This season of the spirit I have been walking through I have wondered where God has been. I have felt numb to him and to those around me. When people would often speak I just didn’t care and that is so unlike me. I couldn’t figure it out. The numbness wasn’t constant but it was there hiding and lurking ready to snatch away what my Father wanted to give me. I used to see God so clearly. He was shining bright always before me. I haven’t felt that recently and I have greatly missed it.
As I sit on bed arrest my mind wanders and I see my current illness as a fight between God and Satan. I literally can see them battling while I sit on the ground between them yet I am unafraid. Unafraid because I know who will be victorious. I see Satan wanting to end my race, wanting to keep me from the treasures God has waiting in the next two months. However God loves me too much to allow that so he’s using my illness to teach me more and grow me. My pride took a huge hit having to allow people to help me out. I hate not being able to do things on my own yet this time I had no choice. I had no choice but to trust God, my team, and my squad leaders. It took me getting sick to learn that at times depending on others is good.

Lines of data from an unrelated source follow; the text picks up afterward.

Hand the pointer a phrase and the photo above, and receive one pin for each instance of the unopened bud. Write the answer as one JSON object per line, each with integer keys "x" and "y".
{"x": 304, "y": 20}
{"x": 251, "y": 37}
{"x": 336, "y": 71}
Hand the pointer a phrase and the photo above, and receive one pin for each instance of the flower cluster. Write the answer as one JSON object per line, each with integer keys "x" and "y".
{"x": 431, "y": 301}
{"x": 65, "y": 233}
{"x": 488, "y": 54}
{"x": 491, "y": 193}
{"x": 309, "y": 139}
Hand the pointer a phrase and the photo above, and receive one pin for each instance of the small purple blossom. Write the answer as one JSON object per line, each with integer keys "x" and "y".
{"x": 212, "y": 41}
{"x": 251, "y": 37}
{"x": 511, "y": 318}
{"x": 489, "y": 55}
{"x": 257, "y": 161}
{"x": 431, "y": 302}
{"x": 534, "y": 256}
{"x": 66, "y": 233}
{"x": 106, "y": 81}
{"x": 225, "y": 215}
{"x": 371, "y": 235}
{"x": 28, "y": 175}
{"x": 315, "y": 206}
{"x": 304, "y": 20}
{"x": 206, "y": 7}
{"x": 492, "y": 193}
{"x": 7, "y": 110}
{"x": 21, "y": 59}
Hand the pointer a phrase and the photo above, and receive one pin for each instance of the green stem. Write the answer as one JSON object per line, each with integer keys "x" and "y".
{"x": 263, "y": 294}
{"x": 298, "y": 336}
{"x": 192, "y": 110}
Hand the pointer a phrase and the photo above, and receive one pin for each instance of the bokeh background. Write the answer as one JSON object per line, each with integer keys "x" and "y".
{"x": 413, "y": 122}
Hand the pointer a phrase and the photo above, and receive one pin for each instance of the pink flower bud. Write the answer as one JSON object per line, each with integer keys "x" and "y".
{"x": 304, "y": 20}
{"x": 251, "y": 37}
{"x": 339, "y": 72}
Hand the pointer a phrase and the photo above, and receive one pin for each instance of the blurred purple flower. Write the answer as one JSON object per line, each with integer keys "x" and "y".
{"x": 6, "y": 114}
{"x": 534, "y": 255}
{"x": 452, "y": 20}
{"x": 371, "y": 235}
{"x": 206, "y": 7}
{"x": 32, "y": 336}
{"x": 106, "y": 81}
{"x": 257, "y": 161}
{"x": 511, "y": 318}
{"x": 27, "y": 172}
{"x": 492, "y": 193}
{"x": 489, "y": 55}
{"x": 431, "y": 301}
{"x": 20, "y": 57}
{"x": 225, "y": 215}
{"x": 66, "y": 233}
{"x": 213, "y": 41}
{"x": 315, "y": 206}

As I looked around for God I became frustrated. I was on the other side of the world serving Him and I’m stuck in bed not allowed to get up while my team goes to ministry. I took the numbness I was feeling and drew it closer. If I was numb it didn’t matter where God was. Then I saw Him clear as day before me, calling my name, embracing me as tears streamed down our cheeks. Even through my numbness he loved me and cherished me.
As I lay in bed not able to do much more he sat with me. Those times I hadn’t seen him he was there. It was like a child learning to ride a bicycle without training wheels at some point you need to let go so they can try it out on their own. That’s exactly what God did with me. I was on my own but he was running behind me and making sure I didn’t get hurt. The numbness was Satan trying to take away such a precious thing. As much as God is before me and beside me he is also behind me. When we look back we lose our balance and I don’t want that. The numbness has lifted and I’m ahead riding strong into the last of this incredible journey with lessons to learn and people to love. I know that God is right there smiling and watching every step of the way.